Kathy Frangle, surrounded by Brook Knoll Elementary students, will step down as the school's principal. Peter Burke/Press-Banner

Two familiar administrators in the Scotts Valley School District will retire in June to pursue activities outside the realm of public schools.
Brook Knoll Elementary School Principal Kathy Frandle and Scotts Valley High School Principal Gregg Gunkel each announced their retirement this spring.
“Both have been absolutely amazing,” Superintendent Susan Silver said.
Silver added that the hiring process is under way, and the district hopes to bring recommendations for replacements to the board of trustees in late May or early June.
Frandle steps away
Kathy Frandle has been principal of Brook Knoll since 1995, after she joined the Scotts Valley School District from Castroville in the early 1980s.
“It was one of those fluky things,” Frandle recalled. “I applied for a position, probably in March, thinking it was going to be for the fall. It was for now.”
She started as a speech and language pathologist and split her time between Brook Knoll and Scotts Valley Middle School.
Frandle, 57, began her teaching career in 1975 in Idaho, where she taught special education and first grade. She moved to Santa Cruz with her husband five years later and spent a year in Castroville before starting in Scotts Valley.
During her time at Brook Knoll, the school’s enrollment has fluctuated from the low 300s to as many as 725 students. Its student roll now numbers about 590.
In the early 2000s, the school underwent a modernization, and it has gradually embraced computer technology to the point where each classroom has an LCD projector and each teacher has a laptop computer.
Frandle said her husband has urged her to retire, and the birth of her first granddaughter was the final straw.
“It’s been a great career. I feel so lucky,” Frandle said. “I work with great kids, great teachers and a great community.”
Frandle knows almost every child’s name and often remembers her former students when she sees them in the grocery store or around town. Many parents know her personally, because she stands outside the school at the end of the day and greets them as they pick up their children.
She said she has loved working with the district and the parents, who are passionate about their children’s education and will continue to volunteer in the district.
“I have loved working with the whole district,” Frandle said. “I feel like, in the last few years, we’ve really gotten there — that whole concept of they’re all of our kids, they go all the way through. We are really a kindergarten-through-12, not just individual schools.”
Gunkel changes course
After five years at Scotts Valley High School, 58-year-old Gregg Gunkel is retiring and moving back to his stomping grounds in Shasta to take a year off.
“It has been my heart and my passion to commit my career to public education,” Gunkel said. “So it’s been a lot of fun.”
Gunkel joined Scotts Valley High in fall 2005 as a steadying force for the district that had four principals in the previous six years.
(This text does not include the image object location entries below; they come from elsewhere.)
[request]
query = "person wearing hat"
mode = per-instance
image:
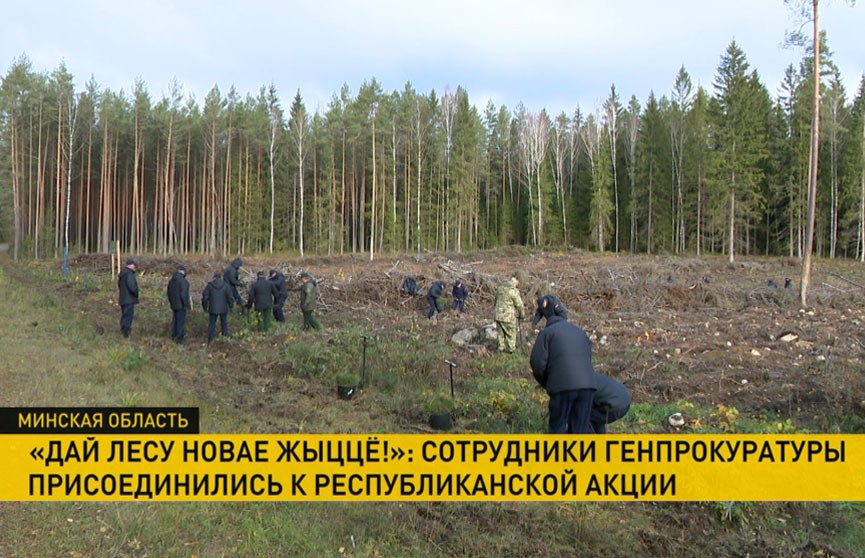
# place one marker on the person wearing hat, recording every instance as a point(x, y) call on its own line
point(558, 309)
point(308, 297)
point(217, 301)
point(277, 278)
point(262, 294)
point(509, 309)
point(178, 299)
point(127, 285)
point(435, 296)
point(230, 276)
point(460, 293)
point(561, 362)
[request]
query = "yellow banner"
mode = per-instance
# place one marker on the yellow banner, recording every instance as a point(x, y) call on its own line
point(354, 467)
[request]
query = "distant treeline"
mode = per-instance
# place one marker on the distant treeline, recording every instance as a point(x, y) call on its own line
point(692, 171)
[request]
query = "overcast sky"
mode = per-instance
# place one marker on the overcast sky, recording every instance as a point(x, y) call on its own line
point(553, 54)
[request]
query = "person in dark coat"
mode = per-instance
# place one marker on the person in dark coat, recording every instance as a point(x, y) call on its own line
point(262, 295)
point(561, 363)
point(612, 401)
point(460, 293)
point(217, 301)
point(278, 279)
point(230, 276)
point(178, 299)
point(435, 297)
point(409, 286)
point(308, 298)
point(558, 309)
point(127, 285)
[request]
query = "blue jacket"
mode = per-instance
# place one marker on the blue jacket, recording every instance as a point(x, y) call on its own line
point(562, 357)
point(178, 291)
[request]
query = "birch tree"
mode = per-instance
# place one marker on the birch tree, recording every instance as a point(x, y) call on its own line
point(612, 110)
point(534, 135)
point(298, 124)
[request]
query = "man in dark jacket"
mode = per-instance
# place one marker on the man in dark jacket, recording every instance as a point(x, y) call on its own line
point(612, 401)
point(127, 285)
point(278, 279)
point(558, 309)
point(217, 301)
point(262, 294)
point(230, 276)
point(178, 299)
point(308, 297)
point(435, 297)
point(460, 293)
point(561, 362)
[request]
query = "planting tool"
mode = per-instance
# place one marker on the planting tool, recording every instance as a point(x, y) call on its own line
point(452, 365)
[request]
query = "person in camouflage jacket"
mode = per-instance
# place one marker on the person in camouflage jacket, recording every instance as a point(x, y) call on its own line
point(509, 309)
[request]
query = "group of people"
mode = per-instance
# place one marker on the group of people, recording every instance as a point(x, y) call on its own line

His five-year stay, along with the 5-year tenure of Vice Principal Valerie Bariteau, has provided stability for the high school, Silver said.
Gunkel began his teaching career as a biology teacher at Mount Shasta High School in 1977 and spent nine years teaching several subjects at the school.
He then moved to administration. He was named the principal of a middle school before quickly jumping to interim superintendent. But after 2½ years, he decided he’d rather be a principal, and he took the position at Mount Shasta High School, where he started his teaching career. In that role, he helped the school earn recognition as a California “distinguished” high school.
He subsequently took a position as director of technology at the district level in the Sequoia Union School District, where he spent four years before his job was cut.
Gunkel came to Scotts Valley with a goal of working on the academic side of education, he said.
By his estimate, his time has been a success.
“Teachers stay now,” Gunkel said. “They feel safe, they have ownership, they have investment.”
He’s proud that the school has established a strong curriculum, raised its standardized test scores and stabilized International Baccalaureate as a part of the school’s identity.
The campus is in much better physical repair, as well.
“When I arrived, eight classrooms were out of service because of mold,” Gunkel said.
He credits contractor John Waite and superintendent Silver for helping work through numerous construction problems related to the original construction of the school.
He also called the support of the Falcon Club and parent club at the school “phenomenal” and added that the district has been behind him at every turn.
“The support I receive from the district, it’s been stellar,” Gunkel said.